L’importance de la politique et des droits, Marylou Martone en a fait la dure expérience depuis les 3 ans et demi de son fils, lorsqu’elle a entendu pour la première fois le mot «autisme» de la bouche de la pédopsychiatre. La suite n’a été que combats, pour ses droits, pour une place à l’école, pour du soutien.

«Avoir un grand cœur ne suffit pas», a appris la mère. Car même si Sébastien a fait beaucoup de progrès ces dernières années et arrive à faire pas mal de choses seul, il ne peut pas vivre de manière autonome. «J’ai même participé à des manifestations pour les droits de mon fils», raconte Marylou Martone. Elle veut lui transmettre cette conscience politique et elle s’efforce de l’informer sur l’enjeu des votations de la manière la plus neutre possible.

Bien sûr, elle comprend les critiques qui disent qu’une personne en situation de handicap peut être influencée par ses parents ou par ses proches au moment de voter. «Mais cela ne risque-t-il pas d’arriver aussi dans d’autres familles?». Jérôme Laederach partage ce point de vue. On ne peut jamais exclure une influence, mais il s’agit d’abord d’une question d’égalité: «Même si les personnes avec un handicap sévère ne pourraient pas voter, elles devraient au moins avoir les mêmes droits», plaide le directeur de la fondation Ensemble.

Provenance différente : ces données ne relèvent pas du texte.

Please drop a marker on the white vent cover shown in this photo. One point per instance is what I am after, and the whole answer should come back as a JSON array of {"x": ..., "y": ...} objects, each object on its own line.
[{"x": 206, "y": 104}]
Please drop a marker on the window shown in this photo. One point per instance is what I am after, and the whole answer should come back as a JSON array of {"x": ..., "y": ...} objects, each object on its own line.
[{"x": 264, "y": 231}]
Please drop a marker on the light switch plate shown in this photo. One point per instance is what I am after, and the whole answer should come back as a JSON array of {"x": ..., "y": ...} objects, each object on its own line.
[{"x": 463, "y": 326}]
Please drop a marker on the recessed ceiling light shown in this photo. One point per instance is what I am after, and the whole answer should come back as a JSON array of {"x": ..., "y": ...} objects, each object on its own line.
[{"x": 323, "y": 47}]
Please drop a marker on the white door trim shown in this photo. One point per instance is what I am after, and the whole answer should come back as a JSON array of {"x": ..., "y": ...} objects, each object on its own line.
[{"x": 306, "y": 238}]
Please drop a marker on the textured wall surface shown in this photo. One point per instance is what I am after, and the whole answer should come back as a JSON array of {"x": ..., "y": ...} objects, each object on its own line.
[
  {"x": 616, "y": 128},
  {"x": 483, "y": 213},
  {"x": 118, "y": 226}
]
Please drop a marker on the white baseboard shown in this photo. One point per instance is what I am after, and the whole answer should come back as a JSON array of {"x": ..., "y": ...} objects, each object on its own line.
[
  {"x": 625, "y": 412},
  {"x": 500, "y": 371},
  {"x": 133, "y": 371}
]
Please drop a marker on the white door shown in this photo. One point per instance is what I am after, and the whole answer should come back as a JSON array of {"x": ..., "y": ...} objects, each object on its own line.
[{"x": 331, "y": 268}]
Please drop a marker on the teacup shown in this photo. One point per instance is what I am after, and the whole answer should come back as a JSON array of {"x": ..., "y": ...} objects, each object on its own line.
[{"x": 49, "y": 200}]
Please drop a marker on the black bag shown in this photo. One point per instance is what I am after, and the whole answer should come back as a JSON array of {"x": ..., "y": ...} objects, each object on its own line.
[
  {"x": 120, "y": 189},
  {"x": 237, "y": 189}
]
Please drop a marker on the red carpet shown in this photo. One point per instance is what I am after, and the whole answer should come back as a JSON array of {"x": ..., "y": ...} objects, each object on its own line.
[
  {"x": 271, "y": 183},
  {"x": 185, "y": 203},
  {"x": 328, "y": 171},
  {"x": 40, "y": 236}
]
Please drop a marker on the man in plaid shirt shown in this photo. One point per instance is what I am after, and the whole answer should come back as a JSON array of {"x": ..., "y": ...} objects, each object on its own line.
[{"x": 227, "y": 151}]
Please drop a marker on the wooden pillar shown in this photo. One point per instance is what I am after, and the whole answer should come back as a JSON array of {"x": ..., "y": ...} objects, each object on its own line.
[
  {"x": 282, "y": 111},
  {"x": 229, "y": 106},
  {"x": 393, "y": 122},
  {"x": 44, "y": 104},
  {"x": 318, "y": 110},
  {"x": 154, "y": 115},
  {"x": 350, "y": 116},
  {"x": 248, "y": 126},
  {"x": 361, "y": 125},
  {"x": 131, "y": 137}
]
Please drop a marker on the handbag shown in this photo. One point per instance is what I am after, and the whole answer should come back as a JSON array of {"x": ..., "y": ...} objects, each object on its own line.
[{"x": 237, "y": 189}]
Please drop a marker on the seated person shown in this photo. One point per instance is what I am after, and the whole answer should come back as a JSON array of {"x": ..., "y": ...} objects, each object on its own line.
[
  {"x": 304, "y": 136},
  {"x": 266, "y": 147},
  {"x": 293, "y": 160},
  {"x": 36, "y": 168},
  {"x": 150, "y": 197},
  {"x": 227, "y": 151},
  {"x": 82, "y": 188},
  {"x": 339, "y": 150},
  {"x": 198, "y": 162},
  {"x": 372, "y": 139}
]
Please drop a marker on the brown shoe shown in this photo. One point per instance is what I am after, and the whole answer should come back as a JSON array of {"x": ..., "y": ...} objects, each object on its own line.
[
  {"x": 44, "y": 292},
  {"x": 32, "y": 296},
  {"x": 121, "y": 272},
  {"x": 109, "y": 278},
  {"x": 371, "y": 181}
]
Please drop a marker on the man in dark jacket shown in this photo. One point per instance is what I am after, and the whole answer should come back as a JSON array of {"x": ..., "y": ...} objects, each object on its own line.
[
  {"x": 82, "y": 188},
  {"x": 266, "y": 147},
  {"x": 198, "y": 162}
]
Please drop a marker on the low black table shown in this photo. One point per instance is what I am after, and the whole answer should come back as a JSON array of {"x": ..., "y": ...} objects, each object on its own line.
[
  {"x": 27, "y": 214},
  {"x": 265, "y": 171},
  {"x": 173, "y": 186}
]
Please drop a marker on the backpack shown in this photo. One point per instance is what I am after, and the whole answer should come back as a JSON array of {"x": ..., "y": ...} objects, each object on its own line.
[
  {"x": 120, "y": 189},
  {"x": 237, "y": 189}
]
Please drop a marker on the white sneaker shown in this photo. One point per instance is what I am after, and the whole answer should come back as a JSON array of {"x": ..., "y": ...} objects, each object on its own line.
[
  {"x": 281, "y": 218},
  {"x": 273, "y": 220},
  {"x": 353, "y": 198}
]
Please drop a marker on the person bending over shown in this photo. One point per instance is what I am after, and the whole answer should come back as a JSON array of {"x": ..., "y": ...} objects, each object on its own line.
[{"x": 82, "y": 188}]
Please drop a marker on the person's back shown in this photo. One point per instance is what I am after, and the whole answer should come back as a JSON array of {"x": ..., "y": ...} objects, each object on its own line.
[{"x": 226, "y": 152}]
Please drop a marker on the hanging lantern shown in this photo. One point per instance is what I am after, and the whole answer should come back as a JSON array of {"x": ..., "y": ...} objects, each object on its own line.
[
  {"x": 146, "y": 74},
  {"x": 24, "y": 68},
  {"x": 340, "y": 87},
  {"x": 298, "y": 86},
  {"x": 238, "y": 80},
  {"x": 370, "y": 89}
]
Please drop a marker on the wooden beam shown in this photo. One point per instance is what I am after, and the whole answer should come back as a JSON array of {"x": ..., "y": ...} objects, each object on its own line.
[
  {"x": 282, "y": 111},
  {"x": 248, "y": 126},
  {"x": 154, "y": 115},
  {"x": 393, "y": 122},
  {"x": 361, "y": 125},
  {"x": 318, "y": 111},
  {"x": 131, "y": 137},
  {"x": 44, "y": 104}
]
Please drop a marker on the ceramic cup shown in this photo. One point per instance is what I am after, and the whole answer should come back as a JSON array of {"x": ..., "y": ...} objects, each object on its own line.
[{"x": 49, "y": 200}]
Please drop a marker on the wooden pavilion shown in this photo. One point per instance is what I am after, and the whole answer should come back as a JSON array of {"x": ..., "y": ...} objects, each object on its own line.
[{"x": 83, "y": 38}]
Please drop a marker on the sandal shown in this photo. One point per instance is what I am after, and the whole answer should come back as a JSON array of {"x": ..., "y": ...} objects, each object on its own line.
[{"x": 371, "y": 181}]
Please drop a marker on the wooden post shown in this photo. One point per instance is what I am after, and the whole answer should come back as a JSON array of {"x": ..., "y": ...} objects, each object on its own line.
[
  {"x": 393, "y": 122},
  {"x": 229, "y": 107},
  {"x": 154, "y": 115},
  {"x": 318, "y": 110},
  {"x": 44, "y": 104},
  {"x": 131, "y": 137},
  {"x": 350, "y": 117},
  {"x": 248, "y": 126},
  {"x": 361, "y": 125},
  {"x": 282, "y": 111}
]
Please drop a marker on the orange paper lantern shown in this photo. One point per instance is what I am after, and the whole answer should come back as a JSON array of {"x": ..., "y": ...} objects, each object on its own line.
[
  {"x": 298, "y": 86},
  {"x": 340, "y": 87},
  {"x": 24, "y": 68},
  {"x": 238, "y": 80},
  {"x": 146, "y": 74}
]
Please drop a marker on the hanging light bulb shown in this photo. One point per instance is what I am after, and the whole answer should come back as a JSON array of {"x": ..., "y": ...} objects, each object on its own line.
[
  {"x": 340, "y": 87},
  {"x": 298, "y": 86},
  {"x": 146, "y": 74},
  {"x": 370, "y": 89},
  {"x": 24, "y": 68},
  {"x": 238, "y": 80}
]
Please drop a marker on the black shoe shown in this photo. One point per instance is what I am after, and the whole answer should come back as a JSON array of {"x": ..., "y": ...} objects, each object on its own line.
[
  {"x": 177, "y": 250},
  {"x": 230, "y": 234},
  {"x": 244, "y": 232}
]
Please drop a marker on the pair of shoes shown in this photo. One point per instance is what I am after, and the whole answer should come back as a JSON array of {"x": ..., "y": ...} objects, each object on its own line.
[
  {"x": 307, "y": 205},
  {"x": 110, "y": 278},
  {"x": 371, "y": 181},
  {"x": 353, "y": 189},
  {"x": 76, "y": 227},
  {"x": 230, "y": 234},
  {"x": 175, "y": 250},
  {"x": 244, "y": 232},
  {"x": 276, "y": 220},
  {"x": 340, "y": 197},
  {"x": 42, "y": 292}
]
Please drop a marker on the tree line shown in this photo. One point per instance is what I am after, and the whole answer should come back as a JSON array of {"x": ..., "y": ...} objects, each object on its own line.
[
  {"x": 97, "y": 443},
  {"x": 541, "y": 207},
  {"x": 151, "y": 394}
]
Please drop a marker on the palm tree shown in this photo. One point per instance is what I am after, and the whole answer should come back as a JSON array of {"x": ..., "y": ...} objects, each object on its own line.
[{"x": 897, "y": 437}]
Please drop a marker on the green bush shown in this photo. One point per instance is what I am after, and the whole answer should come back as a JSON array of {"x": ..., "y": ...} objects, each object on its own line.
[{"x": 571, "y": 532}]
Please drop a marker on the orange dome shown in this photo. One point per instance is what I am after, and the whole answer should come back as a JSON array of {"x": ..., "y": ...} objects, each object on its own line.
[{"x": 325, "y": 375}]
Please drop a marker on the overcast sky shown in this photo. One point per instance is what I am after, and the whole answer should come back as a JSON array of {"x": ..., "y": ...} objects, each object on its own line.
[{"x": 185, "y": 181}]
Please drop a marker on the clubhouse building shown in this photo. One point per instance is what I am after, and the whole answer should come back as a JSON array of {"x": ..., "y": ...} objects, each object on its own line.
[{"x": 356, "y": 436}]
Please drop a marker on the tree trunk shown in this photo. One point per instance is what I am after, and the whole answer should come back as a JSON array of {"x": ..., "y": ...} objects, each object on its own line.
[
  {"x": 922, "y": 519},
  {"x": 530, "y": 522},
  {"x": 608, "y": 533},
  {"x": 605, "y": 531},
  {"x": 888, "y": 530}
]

Car, même si très peu de personnes handicapées voteront et éliront le 7 mars à Genève, cela n’enlève rien à l’utilité de ce droit, affirme Jérôme Laederach. Il le considère comme une chance de sensibiliser et d’améliorer la société. «Plutôt qu’une personne ne vote pas parce qu’elle ne comprend pas le projet de loi, nous ferions mieux de faire tout notre possible pour que le projet de loi soit compréhensible pour tout le monde.» Jérôme Laederach est convaincu que cela profiterait aussi à d’autres personnes qui ont des difficultés à voter.